My read is simple: this is the first convincing sign that Invinity’s economics may be heading in the right direction. If cost-down continues and volumes rise, losses at the gross level should keep improving. If that stalls, the investment case gets much harder.
Project grants boosted the headline growth – investors should understand that clearly
One thing retail investors should not gloss over is the role of grants. The £17.8 million headline figure includes £9.1 million of project grants, mainly linked to the Copwood VFB Energy Hub project.
A project grant is external funding, in this case from the Department for Energy Security and Net Zero, that helps pay for qualifying project costs. It is useful, real money, and strategically valuable. But it is not the same thing as recurring customer revenue.
That does not make the growth fake. It just means the quality of revenue is mixed. Reported revenue from contracts with customers was £8.2 million, up from £5.0 million, which is still solid growth but not as dramatic as the combined total suggests.

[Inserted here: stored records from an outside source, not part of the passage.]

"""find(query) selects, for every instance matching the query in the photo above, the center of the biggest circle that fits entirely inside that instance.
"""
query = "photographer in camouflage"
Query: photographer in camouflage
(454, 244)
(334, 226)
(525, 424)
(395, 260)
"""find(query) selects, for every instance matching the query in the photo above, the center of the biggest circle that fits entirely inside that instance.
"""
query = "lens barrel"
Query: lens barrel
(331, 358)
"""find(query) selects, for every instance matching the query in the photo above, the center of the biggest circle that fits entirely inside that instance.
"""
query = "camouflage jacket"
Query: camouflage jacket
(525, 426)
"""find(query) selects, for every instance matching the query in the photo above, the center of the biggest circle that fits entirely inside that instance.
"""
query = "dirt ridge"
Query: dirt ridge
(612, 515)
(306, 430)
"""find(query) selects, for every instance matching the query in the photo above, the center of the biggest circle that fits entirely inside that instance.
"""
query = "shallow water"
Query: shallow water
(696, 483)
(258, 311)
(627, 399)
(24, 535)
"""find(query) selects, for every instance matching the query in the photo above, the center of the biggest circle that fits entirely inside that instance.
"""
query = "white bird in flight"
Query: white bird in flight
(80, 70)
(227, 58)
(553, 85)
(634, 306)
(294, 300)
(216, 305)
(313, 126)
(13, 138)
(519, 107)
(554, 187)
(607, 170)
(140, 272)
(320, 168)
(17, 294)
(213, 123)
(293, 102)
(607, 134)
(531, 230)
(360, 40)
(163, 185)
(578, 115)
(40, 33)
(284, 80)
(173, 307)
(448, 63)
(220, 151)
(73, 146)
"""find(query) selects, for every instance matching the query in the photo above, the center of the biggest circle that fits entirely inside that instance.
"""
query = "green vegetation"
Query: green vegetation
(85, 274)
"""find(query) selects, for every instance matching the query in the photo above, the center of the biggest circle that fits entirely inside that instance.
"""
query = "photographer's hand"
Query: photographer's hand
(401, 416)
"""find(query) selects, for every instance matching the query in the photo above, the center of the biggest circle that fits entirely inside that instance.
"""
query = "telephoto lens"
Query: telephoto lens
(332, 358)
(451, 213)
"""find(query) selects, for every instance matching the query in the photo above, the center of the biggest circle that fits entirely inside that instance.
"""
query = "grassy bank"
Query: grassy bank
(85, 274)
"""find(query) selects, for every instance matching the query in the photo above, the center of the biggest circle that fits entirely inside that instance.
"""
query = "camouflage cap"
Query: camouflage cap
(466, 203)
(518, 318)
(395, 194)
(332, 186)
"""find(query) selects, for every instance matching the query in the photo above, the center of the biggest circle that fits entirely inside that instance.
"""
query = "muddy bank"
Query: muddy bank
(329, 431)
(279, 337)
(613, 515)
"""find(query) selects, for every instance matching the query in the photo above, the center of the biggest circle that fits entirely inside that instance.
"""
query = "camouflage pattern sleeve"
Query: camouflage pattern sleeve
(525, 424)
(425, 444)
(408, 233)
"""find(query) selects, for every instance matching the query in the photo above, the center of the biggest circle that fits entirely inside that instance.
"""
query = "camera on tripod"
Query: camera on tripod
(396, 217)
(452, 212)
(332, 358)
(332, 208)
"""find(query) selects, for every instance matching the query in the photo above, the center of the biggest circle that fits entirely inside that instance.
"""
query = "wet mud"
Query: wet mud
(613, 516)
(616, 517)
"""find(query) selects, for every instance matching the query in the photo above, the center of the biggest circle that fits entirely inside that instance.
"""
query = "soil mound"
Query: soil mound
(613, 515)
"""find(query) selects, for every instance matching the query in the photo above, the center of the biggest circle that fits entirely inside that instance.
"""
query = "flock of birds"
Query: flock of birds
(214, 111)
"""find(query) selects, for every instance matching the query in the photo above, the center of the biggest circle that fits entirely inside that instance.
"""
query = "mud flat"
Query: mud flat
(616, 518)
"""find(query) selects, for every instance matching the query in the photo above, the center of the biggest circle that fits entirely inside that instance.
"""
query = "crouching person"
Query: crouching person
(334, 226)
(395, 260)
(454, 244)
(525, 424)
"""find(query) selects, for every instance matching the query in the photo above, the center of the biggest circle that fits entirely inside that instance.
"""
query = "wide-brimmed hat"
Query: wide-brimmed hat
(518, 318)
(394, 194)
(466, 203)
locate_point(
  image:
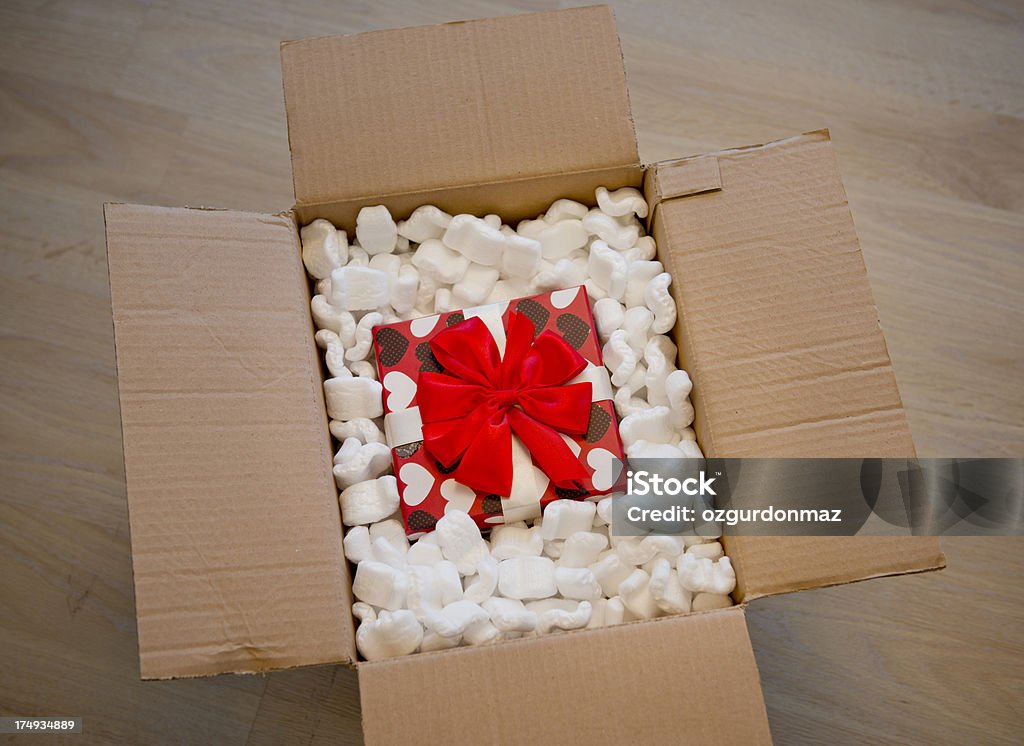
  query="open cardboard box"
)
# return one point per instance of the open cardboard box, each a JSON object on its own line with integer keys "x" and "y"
{"x": 235, "y": 525}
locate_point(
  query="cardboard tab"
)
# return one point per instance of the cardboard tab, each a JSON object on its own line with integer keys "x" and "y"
{"x": 235, "y": 525}
{"x": 626, "y": 684}
{"x": 682, "y": 178}
{"x": 457, "y": 104}
{"x": 778, "y": 330}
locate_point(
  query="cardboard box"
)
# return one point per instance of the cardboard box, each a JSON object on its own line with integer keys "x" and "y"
{"x": 235, "y": 526}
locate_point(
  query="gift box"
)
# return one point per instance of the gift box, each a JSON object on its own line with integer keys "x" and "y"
{"x": 498, "y": 409}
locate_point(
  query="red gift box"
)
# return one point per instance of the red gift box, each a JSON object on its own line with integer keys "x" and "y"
{"x": 404, "y": 351}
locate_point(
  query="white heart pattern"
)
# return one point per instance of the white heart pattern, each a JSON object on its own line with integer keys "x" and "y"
{"x": 603, "y": 464}
{"x": 573, "y": 446}
{"x": 561, "y": 299}
{"x": 418, "y": 483}
{"x": 400, "y": 390}
{"x": 459, "y": 496}
{"x": 423, "y": 325}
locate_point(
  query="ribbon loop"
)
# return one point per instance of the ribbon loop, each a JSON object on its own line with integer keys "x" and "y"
{"x": 471, "y": 411}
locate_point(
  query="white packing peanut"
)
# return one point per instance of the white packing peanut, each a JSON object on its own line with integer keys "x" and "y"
{"x": 369, "y": 501}
{"x": 668, "y": 546}
{"x": 608, "y": 316}
{"x": 612, "y": 232}
{"x": 352, "y": 397}
{"x": 455, "y": 618}
{"x": 608, "y": 269}
{"x": 433, "y": 641}
{"x": 364, "y": 612}
{"x": 704, "y": 576}
{"x": 440, "y": 263}
{"x": 707, "y": 602}
{"x": 665, "y": 588}
{"x": 635, "y": 593}
{"x": 614, "y": 612}
{"x": 424, "y": 554}
{"x": 385, "y": 552}
{"x": 425, "y": 223}
{"x": 563, "y": 518}
{"x": 565, "y": 210}
{"x": 620, "y": 357}
{"x": 526, "y": 577}
{"x": 510, "y": 541}
{"x": 472, "y": 237}
{"x": 633, "y": 551}
{"x": 559, "y": 239}
{"x": 390, "y": 634}
{"x": 621, "y": 203}
{"x": 443, "y": 301}
{"x": 475, "y": 286}
{"x": 357, "y": 256}
{"x": 677, "y": 393}
{"x": 358, "y": 289}
{"x": 610, "y": 571}
{"x": 403, "y": 290}
{"x": 659, "y": 356}
{"x": 361, "y": 428}
{"x": 387, "y": 263}
{"x": 324, "y": 248}
{"x": 375, "y": 229}
{"x": 480, "y": 586}
{"x": 636, "y": 323}
{"x": 460, "y": 539}
{"x": 582, "y": 549}
{"x": 481, "y": 633}
{"x": 644, "y": 251}
{"x": 380, "y": 584}
{"x": 510, "y": 615}
{"x": 334, "y": 319}
{"x": 334, "y": 354}
{"x": 356, "y": 543}
{"x": 392, "y": 530}
{"x": 712, "y": 551}
{"x": 651, "y": 425}
{"x": 656, "y": 298}
{"x": 358, "y": 462}
{"x": 578, "y": 582}
{"x": 521, "y": 257}
{"x": 364, "y": 368}
{"x": 560, "y": 618}
{"x": 553, "y": 549}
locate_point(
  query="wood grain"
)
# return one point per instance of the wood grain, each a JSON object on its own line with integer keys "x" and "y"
{"x": 179, "y": 102}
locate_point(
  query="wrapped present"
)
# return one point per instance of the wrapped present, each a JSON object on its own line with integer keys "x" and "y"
{"x": 498, "y": 409}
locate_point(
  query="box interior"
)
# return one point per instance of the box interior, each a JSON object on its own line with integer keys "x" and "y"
{"x": 227, "y": 451}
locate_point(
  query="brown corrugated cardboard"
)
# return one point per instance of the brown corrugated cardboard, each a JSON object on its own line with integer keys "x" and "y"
{"x": 474, "y": 102}
{"x": 633, "y": 684}
{"x": 776, "y": 318}
{"x": 235, "y": 525}
{"x": 236, "y": 533}
{"x": 772, "y": 565}
{"x": 778, "y": 330}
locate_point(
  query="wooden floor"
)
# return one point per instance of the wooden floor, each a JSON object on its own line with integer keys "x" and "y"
{"x": 179, "y": 102}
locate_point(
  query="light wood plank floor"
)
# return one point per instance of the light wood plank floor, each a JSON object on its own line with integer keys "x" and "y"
{"x": 179, "y": 102}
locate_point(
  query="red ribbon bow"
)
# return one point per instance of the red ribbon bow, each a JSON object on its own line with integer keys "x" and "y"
{"x": 471, "y": 410}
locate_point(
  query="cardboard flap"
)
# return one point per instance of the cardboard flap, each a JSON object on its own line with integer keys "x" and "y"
{"x": 772, "y": 565}
{"x": 578, "y": 687}
{"x": 778, "y": 330}
{"x": 777, "y": 325}
{"x": 473, "y": 102}
{"x": 235, "y": 524}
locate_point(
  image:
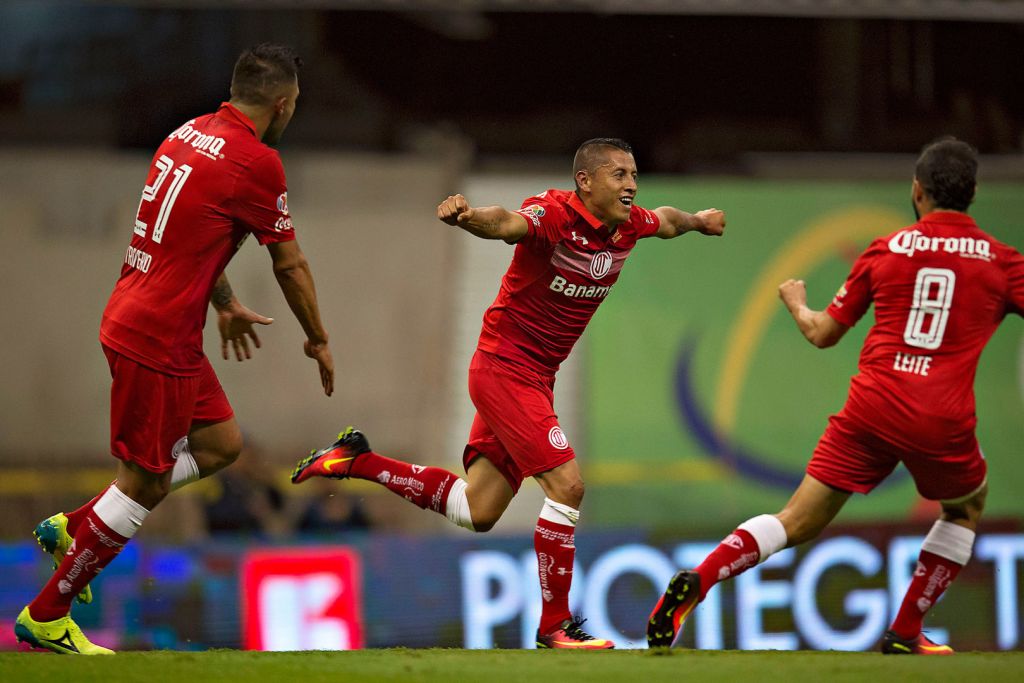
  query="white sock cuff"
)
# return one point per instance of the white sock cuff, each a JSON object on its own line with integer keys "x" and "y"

Cash, losses and funding: better than before, but not yet comfortable
Invinity ended 2025 with £28.8 million of cash and remains debt free. That is a decent buffer for an AIM growth company, especially one building manufacturing capacity and large projects.
Operating cash outflow improved to £17.2 million from £24.9 million, which is a real positive. But the company also spent heavily on investment, with investing cash outflows of £9.5 million, and it relied on a £25.0 million subscription in September to strengthen working capital.
There is still red ink across the income statement. Adjusted EBITDA loss widened to £20.6 million, administrative expenses rose to £21.9 million, and the pre-tax loss increased to £24.1 million.
The going concern statement is reassuring, up to a point. Directors say the group expects to remain cash positive through the going concern period to June 2027 without further fundraising, even under a downside case excluding unsigned pipeline contracts. But they also state plainly that additional funding would be required to fund expansion of the business.
That is the honest answer investors need. No immediate balance sheet panic, but future growth may still need more capital.
Post-period contract news gives the story more credibility
Since year end, Invinity says it has been selected to design an up to 1.5 GWh vanadium flow battery system for FlexBase Group in Switzerland. That is described as the world’s largest flow battery project to date, and the engineering design phase is underway.
On top of that, deliveries to the Copwood VFB Energy Hub were completed in May 2026, and the company announced a 2 MWh sale to a commercial and industrial project in Wisconsin.
These are important because they support the idea that 2025 was not a one-off spike. The commercial pipeline appears to be moving into larger and more visible opportunities.
What this means for retail investors in Invinity shares
This was a good operational update. Sales are up sharply, shipments are up sharply, gross margins are improving, costs are coming down, and the company has started to land bigger strategic opportunities.
The less cheerful side is that Invinity is still far from self-funding. Losses remain heavy, grant income boosted the headline, and scaling manufacturing will need disciplined execution and possibly more capital later on.
So my verdict is broadly positive, with the usual caveat attached to early-stage industrial tech. Invinity looks more credible today than it did a year ago. The next step is proving that strong order momentum can turn into repeat revenue, better margins and eventually cashflow break-even.
That is what really matters now. Not whether growth has arrived – it clearly has – but whether the business can convert that growth into a durable, investable model.